Un attimo esplicativo. La produzione di energia elettrica da risorsa idrica avviene con il sistema dei salti, cioè dagli invasi, per caduta, si giunge agli impianti a valle che azionati dall’acqua producono energia elettrica, che subisce, si badi bene, al pari di altri, oscillazioni del prezzo di mercato.
Per tale motivo, per necessità o urgenze mercantili, si può decidere di scaricare masse d’acqua in eccesso per incrementare la produzione energetica, fidando, erroneamente, sulla capacità di contenimento della massa idrica in eccedenza da parte dei bacini di accumulo.
Gli stessi, che ci sono, non sono però sufficienti a ritenere carichi d’acqua sproporzionati, per cui, per esempio per il bacino di Calusia, il surplus del milione di capacità di contenimento, che gli è proprio, va a finire nel fiume Neto e quindi a mare, con una stima approssimativa di 50 milioni di metri cubo annui.
Il risultato è che, a prescindere dalle precipitazioni atmosferiche non sempre all’altezza, l’acqua, che pure ci sarebbe ed avanzerebbe per gli usi irrigui e potabili, spesso manca, sacrificata sull’altare del profitto idroelettrico.
D’altronde A2A, società quotata in Borsa, legittimamente persegue i suoi interessi e quelli dei suoi soci, peraltro piegandosi, ovviamente dietro corrispettivo da parte della Regione Calabria, a parziali rimodulazioni della Convenzione per non infierire sulla carenza idrica per campi e potabilizzatori e anche per contribuire a mantenere la pace sociale.
E allora il problema dov’è? È in Regione. Il Presidente Occhiuto, tempo fa, in considerazione della scadenza della Convenzione in capo ad A2A, nel Dicembre 2029, ha dichiarato che “competition is competition”, con ciò marcando il principio di concorrenza nel mercato.

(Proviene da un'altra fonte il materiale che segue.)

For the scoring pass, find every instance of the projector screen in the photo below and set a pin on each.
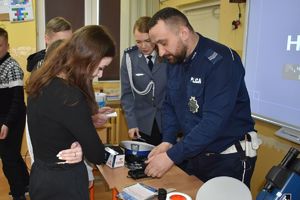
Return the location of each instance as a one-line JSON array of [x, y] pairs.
[[272, 61]]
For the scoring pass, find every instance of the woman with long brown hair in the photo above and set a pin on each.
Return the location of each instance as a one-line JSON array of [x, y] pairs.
[[61, 102]]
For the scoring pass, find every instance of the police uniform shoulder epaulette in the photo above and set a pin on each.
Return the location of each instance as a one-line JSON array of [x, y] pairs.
[[130, 49], [213, 56]]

E noi ne abbiamo i cogl… pieni. Perché è ora che tutti ricordino che nei giorni 12 e 13 giugno 2011 si è tenuto un Referendum sull’acqua bene pubblico ed i Sì hanno vinto con una percentuale del 95,35% dei voti, sul 57% dei votanti.
Se questo Stato, in ogni sua articolazione, ritiene di voler ristabilire una sua legittimità, invero da tempo a brandelli, deve assolutamente dar corso al risultato referendario e non permettersi più di considerare l’acqua come bene da mercato libero.
E poiché la A2A, in ogni caso, sta da tempo dimostrando che la gestione della risorsa idrica è tra l’altro produttiva di utili, la Regione Calabria, a far data da Gennaio 2030, deve assumere in proprio tale gestione, provvedendo, inoltre, all’ampliamento dei bacini di accumulo per evitare inutili dispersioni, in modo da non dover patteggiare sistematicamente e dietro compenso il soddisfacimento delle necessità idriche della nostra popolazione.
“Competition is competition” se lo riservassero per qualche minchiata milionaria multiregionale! Se ne facciano una ragione tutti: l’acqua è pubblica! E su questo bene non è più consentito a nessuno di imbandire banchetti da straccioni. Il Ponte sullo Stretto potrebbe fare da ottima alternativa.